Editor's Note: The following is the text of the statement issued by the Council of the American Historical Association in response to the concern expressed by several historians in Europe about the adverse consequences for academic freedom stemming from a decision of the European Union's Council.

The Council of the American Historical Association believes that it can never be in the public interest to forbid study of or publication about any historical topic, or to forbid the publication of particular historical theses. Any limitation on freedom of research or expression, however well intentioned, violates a fundamental principle of scholarship: that the researcher must be able to investigate any aspect of the past and to report without fear what the evidence reveals.
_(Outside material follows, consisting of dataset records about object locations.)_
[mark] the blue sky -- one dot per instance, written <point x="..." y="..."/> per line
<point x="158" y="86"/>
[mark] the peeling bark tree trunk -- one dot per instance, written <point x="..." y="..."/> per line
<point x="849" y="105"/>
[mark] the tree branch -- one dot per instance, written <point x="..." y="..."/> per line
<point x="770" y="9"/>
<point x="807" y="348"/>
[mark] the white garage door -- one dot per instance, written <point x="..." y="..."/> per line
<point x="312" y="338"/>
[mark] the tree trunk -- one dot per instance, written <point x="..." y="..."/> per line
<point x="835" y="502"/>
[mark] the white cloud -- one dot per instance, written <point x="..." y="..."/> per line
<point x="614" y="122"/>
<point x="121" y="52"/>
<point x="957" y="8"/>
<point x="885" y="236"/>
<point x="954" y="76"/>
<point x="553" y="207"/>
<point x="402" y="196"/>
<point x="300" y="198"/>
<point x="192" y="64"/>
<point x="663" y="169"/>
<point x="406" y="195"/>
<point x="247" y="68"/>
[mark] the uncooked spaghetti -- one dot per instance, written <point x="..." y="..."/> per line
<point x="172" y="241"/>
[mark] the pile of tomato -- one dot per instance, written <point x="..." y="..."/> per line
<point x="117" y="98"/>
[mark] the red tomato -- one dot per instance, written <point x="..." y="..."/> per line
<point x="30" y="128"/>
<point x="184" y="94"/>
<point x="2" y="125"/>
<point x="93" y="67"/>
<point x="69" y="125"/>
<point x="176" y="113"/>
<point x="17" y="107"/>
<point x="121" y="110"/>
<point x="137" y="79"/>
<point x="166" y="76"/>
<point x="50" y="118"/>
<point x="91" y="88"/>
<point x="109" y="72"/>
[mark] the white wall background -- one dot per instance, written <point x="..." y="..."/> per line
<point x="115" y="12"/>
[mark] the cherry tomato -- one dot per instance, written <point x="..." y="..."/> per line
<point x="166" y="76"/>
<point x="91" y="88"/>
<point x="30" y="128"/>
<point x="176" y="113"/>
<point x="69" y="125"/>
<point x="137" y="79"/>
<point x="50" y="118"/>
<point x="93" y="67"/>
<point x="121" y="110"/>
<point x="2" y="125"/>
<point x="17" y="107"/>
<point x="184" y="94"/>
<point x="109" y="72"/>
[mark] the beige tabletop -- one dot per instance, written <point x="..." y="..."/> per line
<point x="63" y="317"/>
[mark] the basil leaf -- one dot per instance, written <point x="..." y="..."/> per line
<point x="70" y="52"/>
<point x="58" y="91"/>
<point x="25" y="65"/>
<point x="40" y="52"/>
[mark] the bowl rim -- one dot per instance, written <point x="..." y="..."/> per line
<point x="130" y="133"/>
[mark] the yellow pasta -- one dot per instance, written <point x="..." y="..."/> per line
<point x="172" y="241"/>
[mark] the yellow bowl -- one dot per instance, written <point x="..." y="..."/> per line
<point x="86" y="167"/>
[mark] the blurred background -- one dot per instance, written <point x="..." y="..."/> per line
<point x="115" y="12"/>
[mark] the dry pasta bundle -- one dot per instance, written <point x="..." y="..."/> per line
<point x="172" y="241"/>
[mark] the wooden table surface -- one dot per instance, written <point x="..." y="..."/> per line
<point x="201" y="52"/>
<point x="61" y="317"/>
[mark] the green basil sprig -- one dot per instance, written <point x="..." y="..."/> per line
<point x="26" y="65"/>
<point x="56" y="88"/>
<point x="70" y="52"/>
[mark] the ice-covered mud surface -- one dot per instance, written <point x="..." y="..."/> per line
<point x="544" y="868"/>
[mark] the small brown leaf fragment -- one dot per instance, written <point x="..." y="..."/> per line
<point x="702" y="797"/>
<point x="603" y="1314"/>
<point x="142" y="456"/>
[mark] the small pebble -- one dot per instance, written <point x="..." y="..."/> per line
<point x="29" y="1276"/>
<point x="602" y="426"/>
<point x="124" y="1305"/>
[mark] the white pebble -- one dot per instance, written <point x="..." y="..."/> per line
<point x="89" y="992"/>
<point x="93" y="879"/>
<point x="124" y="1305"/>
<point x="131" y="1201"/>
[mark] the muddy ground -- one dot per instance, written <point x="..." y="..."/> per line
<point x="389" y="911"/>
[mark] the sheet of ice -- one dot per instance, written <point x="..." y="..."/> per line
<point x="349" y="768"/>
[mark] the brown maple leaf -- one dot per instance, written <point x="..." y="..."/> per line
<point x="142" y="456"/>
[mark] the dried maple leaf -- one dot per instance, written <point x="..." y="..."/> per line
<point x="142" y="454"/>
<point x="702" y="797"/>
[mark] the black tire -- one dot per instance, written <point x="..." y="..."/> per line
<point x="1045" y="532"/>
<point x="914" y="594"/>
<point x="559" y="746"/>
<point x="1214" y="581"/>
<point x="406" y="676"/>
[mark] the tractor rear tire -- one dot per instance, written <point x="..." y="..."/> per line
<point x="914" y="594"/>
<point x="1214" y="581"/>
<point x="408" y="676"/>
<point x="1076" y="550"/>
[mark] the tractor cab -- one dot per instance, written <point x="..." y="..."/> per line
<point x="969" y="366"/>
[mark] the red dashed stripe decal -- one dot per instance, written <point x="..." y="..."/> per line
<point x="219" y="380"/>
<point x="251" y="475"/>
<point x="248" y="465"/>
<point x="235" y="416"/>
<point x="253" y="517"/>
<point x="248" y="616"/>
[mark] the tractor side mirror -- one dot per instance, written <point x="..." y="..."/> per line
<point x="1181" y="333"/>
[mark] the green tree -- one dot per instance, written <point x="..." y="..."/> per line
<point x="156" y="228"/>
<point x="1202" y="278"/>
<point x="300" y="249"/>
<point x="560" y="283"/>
All historical publications are subject to the judgment and criticism of the scholarly community to which the researcher belongs. If any other body, especially a body with the right to initiate legal proceedings and impose penalties, seeks to influence the course of historical research, the result will inevitably be intimidation of scholars and distortion of their findings. Some historians, inevitably, will wield historical evidence in ways that anger certain groups in their societies. In some cases, regrettably, they will use their skills to expunge terrible events from the historical record, or to make them appear less terrible than they were. But the appropriate way for such errors to be penalized is for other scholars to expose them. The consequences for a historian who is widely judged as distorting historical evidence should take the form of denial of positions in universities, based on the critical opinions of scholars in the field, or, in extreme cases, the denial of access to publication venues, again based on evaluations from informed colleagues: not criminal penalties. Freedom of inquiry enables some writers to put forward untenable or otherwise questionable arguments, but it also enables others to rebut them, and it is in that realm of free public debate that historians can and must work. As the authors of the French petition Liberté pour l'Histoire [Freedom for History] rightly argued in 2005, "In a free State, it is not within the power of either Parliament or the judiciary to define historical truth."